The deal, which could be the first since late August as the new issues market returns from its traditional late-summer hiatus, is being underwritten by W.R. Hambrecht & Co. Usually, W.R. Hambrecht brings companies public through its OpenIPO system, a novel Dutch auction where investors bid on the offering and thus help set the offering price.

But 2nd Swing won’t be using OpenIPO. Nor will it be a firmly underwritten deal in the traditional sense. Rather, 2nd Swing is using a so-called ``best-efforts″ approach, where the underwriter merely agrees to try to round up as many investors as possible, without committing its own money to help complete the deal.

``You’re in the netherworld of underwriting,″ said Bruce Foerster, head of capital markets at South Beach Capital in Miami. ``That doesn’t mean the company isn’t going to make it, but it’s usually something most folks avoid.″

The key difference between a traditional IPO and a best-efforts one comes down to the risk the underwriter itself takes in the deal.
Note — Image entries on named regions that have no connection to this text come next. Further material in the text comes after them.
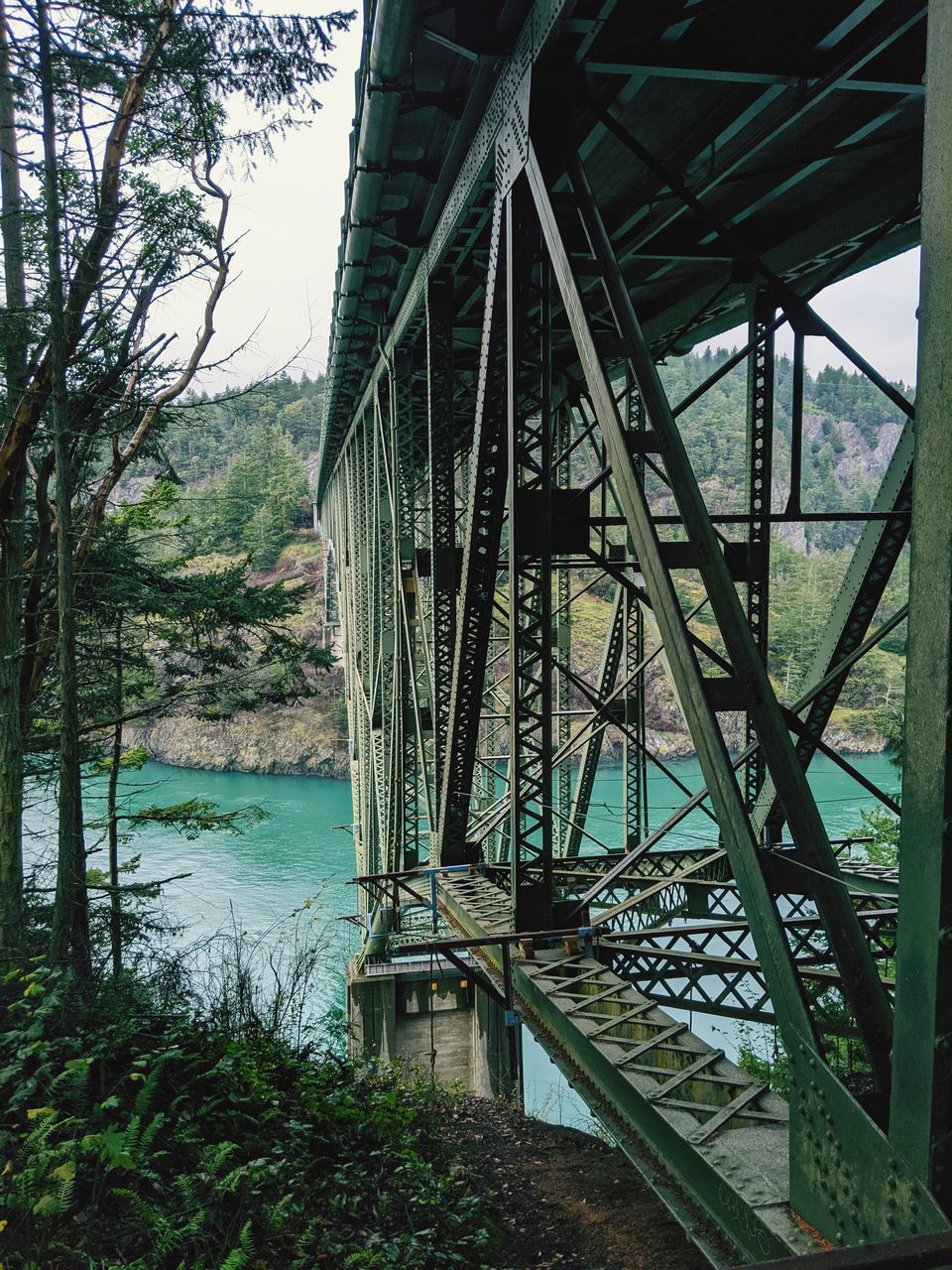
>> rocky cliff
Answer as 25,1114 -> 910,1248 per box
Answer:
130,671 -> 350,780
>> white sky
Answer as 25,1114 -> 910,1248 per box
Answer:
187,0 -> 919,391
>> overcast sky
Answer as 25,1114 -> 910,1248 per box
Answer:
187,0 -> 919,391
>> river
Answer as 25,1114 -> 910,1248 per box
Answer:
24,754 -> 900,1123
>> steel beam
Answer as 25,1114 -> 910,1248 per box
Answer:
890,0 -> 952,1211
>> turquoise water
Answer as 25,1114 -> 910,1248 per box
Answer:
26,754 -> 898,1123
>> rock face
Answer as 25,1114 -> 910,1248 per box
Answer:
128,675 -> 350,780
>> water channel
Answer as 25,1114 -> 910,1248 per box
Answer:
24,754 -> 900,1124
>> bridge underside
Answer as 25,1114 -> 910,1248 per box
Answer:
318,0 -> 952,1264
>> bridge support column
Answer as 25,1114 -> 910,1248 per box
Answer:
346,958 -> 522,1098
890,0 -> 952,1211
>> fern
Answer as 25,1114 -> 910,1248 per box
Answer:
218,1221 -> 254,1270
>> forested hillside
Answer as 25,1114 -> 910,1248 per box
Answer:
146,349 -> 907,775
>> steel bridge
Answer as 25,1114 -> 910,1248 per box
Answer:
317,0 -> 952,1267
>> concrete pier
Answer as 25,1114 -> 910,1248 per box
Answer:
346,957 -> 516,1097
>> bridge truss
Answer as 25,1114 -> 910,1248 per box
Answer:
318,0 -> 952,1264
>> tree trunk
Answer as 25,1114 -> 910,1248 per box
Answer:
37,0 -> 91,979
107,609 -> 123,979
0,0 -> 27,952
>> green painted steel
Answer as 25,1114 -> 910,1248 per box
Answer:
317,0 -> 952,1258
892,3 -> 952,1206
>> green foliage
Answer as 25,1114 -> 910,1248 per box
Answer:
858,807 -> 898,869
178,423 -> 309,569
0,962 -> 494,1270
738,1024 -> 789,1098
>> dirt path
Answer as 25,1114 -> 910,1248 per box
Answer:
450,1097 -> 707,1270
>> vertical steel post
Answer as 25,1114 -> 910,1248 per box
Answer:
890,0 -> 952,1209
553,401 -> 572,856
744,290 -> 775,811
622,366 -> 648,851
426,278 -> 457,808
507,178 -> 552,930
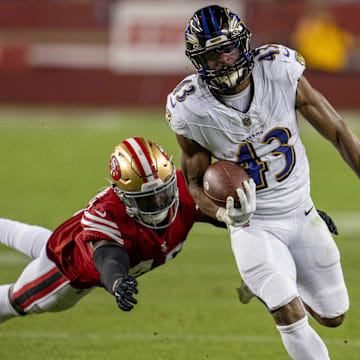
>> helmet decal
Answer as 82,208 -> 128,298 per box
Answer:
201,7 -> 221,40
110,137 -> 179,229
185,5 -> 254,93
109,155 -> 121,180
123,138 -> 158,183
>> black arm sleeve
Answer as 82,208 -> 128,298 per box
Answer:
93,245 -> 130,294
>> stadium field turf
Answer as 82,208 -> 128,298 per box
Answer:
0,107 -> 360,360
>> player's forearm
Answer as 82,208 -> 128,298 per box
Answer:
93,245 -> 130,294
334,123 -> 360,178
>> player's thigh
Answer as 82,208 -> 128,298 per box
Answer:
290,211 -> 349,318
231,226 -> 298,310
12,248 -> 90,314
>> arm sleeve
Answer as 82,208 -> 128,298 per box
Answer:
93,245 -> 130,294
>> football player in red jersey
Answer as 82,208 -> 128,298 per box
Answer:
0,138 -> 222,322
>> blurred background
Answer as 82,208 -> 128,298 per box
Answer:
0,0 -> 360,109
0,0 -> 360,360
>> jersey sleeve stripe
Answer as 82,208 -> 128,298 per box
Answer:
81,218 -> 121,236
124,138 -> 157,183
83,211 -> 118,229
84,226 -> 124,245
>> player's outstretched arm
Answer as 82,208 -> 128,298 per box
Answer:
93,240 -> 138,311
296,75 -> 360,178
176,135 -> 219,219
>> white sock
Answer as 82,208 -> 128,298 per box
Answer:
0,219 -> 51,259
276,316 -> 330,360
0,284 -> 20,323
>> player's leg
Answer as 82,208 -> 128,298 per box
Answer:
0,218 -> 51,259
232,218 -> 329,360
290,205 -> 349,327
0,247 -> 90,322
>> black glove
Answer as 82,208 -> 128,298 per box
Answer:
316,209 -> 339,235
113,276 -> 138,311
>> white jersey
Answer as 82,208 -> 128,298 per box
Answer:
167,45 -> 310,215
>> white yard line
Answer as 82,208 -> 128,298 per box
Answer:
0,330 -> 360,347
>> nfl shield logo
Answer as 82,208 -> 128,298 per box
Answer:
243,117 -> 251,126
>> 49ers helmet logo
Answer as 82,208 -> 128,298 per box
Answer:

In a standard IPO, an underwriter agrees to buy all the shares sold by the issuer, usually at a discount _ nowadays about 7 percent _ to the expected offering price. The underwriter then sells the shares to investors at the offering price. The difference between the price paid by the underwriter and the one by the investors is the spread, or the fees that the underwriter pockets for placing the IPO.

In best-efforts offerings, there’s usually no underwriter. Rather, the company goes out and tries to peddle its own shares. W.R. Hambrecht is technically an underwriter, but it is officially serving as a ``placement agent.″ As such, it won’t directly buy the shares but will help line up the investor base, for a fee.

2nd Swing executives couldn’t be reached for comment, though securities rules generally prohibit executives from speaking about their deals during the offering process. The company doesn’t disclose the fees it plans to pay, but does say in offering documents filed with the Securities and Exchange Commission that its total expenses from the IPO, including the placement fee, will be about $750,000.

In some ways, the 2nd Swing offering is more like a private placement than a public offering, although W.R. Hambrecht will perform some functions typically not found in best-efforts offerings. For instance, it plans to support the stock in aftermarket trading, helping to stabilize the price.

Given the type of offering though, people familiar with the IPO expect the stock to ``trade by appointment,″ or trade very thinly on the American Stock Exchange.